5.3. Refitting HF Charges with the ACKS2 Model¶
This example demonstrates the use of the ParAMS Main Script and will assume that the reader is already familiar with this section. Following the paper Atom-condensed Kohn-Sham DFT approximated to second order (ACKS2) by Verstraelen et al., we will show how to refit the ReaxFF charges model, specifically for the atoms \(\mathrm{H}\) and \(\mathrm{F}\).
Looking inside the $AMSHOME/scripting/scm/params/examples/HF_ACKS2 directory, you should find the following structure:
HF_ACKS2
├── inputs
│ ├── CHONSMgPNaFBLi-e.ff
│ └── reference.dat
├── params.conf.py
└── run.py
Inside the inputs folder is the force field that will be parameterized. The file reference.dat is holding the reference data that we will be fitting to: Partial charge at the Hydrogen as a function of the H-F distance. The reference data has been extracted from the publication’s Fig. 3a.
5.3.1. The Config File¶
As explained in the main script section, all further settings regarding a parameterization are saved in the params.conf.py file.

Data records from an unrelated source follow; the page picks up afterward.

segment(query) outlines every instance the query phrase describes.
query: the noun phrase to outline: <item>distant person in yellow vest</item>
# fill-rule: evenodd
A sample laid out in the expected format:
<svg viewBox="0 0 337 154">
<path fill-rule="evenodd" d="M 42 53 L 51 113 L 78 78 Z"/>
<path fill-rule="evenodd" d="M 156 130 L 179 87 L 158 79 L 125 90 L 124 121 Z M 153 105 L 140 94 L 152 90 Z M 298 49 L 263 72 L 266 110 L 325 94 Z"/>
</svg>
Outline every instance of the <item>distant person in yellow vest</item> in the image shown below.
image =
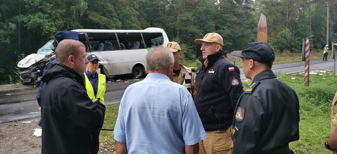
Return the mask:
<svg viewBox="0 0 337 154">
<path fill-rule="evenodd" d="M 191 69 L 184 66 L 179 63 L 180 58 L 183 56 L 180 45 L 176 42 L 170 42 L 166 45 L 173 53 L 175 63 L 173 65 L 173 78 L 172 81 L 185 87 L 191 93 L 193 98 L 196 93 L 194 85 L 194 76 Z"/>
<path fill-rule="evenodd" d="M 99 98 L 104 104 L 104 94 L 106 93 L 106 76 L 96 72 L 98 69 L 98 58 L 94 55 L 90 55 L 87 58 L 89 63 L 87 65 L 88 70 L 84 73 L 85 87 L 88 95 L 91 99 Z M 92 133 L 92 141 L 90 144 L 90 153 L 97 153 L 99 146 L 99 130 Z"/>
<path fill-rule="evenodd" d="M 325 60 L 325 61 L 327 61 L 327 60 L 326 59 L 328 57 L 328 49 L 329 49 L 329 46 L 328 45 L 325 45 L 325 47 L 324 47 L 324 48 L 323 49 L 323 61 L 324 61 L 324 59 Z"/>
<path fill-rule="evenodd" d="M 91 98 L 100 98 L 104 104 L 104 94 L 106 93 L 106 76 L 96 71 L 98 69 L 98 58 L 93 54 L 88 56 L 89 63 L 88 70 L 85 72 L 85 87 L 88 95 Z"/>
</svg>

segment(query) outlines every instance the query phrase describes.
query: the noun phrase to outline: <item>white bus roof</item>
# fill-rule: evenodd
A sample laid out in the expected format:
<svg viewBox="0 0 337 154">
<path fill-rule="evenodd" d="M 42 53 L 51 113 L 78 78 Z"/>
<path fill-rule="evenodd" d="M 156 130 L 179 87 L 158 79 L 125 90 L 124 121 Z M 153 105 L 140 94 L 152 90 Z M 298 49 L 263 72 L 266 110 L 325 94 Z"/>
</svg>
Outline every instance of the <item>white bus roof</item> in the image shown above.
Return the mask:
<svg viewBox="0 0 337 154">
<path fill-rule="evenodd" d="M 164 30 L 159 28 L 150 27 L 144 30 L 114 30 L 114 29 L 75 29 L 75 31 L 78 32 L 96 32 L 96 33 L 113 33 L 113 32 L 162 32 L 165 33 Z"/>
</svg>

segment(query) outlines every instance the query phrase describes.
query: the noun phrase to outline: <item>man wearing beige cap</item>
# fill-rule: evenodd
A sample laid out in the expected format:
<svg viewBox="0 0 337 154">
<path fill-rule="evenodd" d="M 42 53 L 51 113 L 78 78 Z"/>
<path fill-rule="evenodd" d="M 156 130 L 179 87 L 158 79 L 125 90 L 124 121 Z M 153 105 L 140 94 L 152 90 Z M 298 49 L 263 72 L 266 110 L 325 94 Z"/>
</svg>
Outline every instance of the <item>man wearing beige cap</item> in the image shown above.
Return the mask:
<svg viewBox="0 0 337 154">
<path fill-rule="evenodd" d="M 239 68 L 223 56 L 223 41 L 216 33 L 194 42 L 201 44 L 195 76 L 194 103 L 208 137 L 199 142 L 199 153 L 231 153 L 232 122 L 237 102 L 243 92 Z"/>
<path fill-rule="evenodd" d="M 175 59 L 172 81 L 185 87 L 194 99 L 196 92 L 194 87 L 195 82 L 194 75 L 191 69 L 179 63 L 180 58 L 183 56 L 180 45 L 176 42 L 170 42 L 167 43 L 166 46 L 172 52 Z"/>
</svg>

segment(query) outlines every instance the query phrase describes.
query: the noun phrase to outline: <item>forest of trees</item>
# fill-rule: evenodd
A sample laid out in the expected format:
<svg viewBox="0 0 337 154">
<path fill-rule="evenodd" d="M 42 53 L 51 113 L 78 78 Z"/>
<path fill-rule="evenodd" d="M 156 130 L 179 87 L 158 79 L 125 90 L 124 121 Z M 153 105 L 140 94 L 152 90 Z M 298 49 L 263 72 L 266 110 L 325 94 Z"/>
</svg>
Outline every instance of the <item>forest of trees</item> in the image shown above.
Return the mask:
<svg viewBox="0 0 337 154">
<path fill-rule="evenodd" d="M 226 53 L 256 41 L 261 13 L 275 52 L 300 52 L 307 37 L 312 49 L 321 49 L 328 12 L 331 43 L 337 41 L 337 0 L 1 0 L 0 83 L 17 82 L 18 61 L 61 30 L 159 27 L 194 60 L 200 54 L 194 39 L 208 32 L 222 36 Z"/>
</svg>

Taking a look at the first lines, we will see the following:
### REQUIRED: Construct an instance of an interface to one of the different
### parameterized methods.
interface = ReaxParams('inputs/CHONSMgPNaFBLi-e.ff')
# We want to parameterize only the EEM model for H and F
active_params = [
'F:gamma_i;;24;;gammaEEM, EEM shielding',
'F:chi_i;;24,25;;EEM electronegativity',
'F:eta_i;;24,25;;EEM hardness',
'F:C_i;;25;;Atomic softness cutoff parameter',
'H:gamma_i;;24;;gammaEEM, EEM shielding',
'H:chi_i;;24,25;;EEM electronegativity',
'H:eta_i;;24,25;;EEM hardness',
'H:C_i;;25;;Atomic softness cutoff parameter',
'X_soft;;25;;ACKS2 softness parameter',
]
interface.is_active = len(interface)*[False] # Switch all parameters off
for name in active_params: # Switch the names above back on
interface[name].is_active = True
While interface
variable is simply pointing to the force field file,
note the following lines.
From the name of the force field it is clear that there are many
more atomic parameters present than just the ones for Hydrogen and Fluorine.
In this case, however, we explicitly want to fit only the ones that are related to the two atoms,
and more specifically to the ACKS2 model.
We therefore only select the parameters that are included in the active_params
variable
(for naming conventions, see the ReaxFF section).
The last three lines are making use of the parameter interfaces API to conveniently switch relevant
parameters on, and the remaining ones off (for more information about the functionality of the parameter interfaces,
see the respective Parameter Interfaces section).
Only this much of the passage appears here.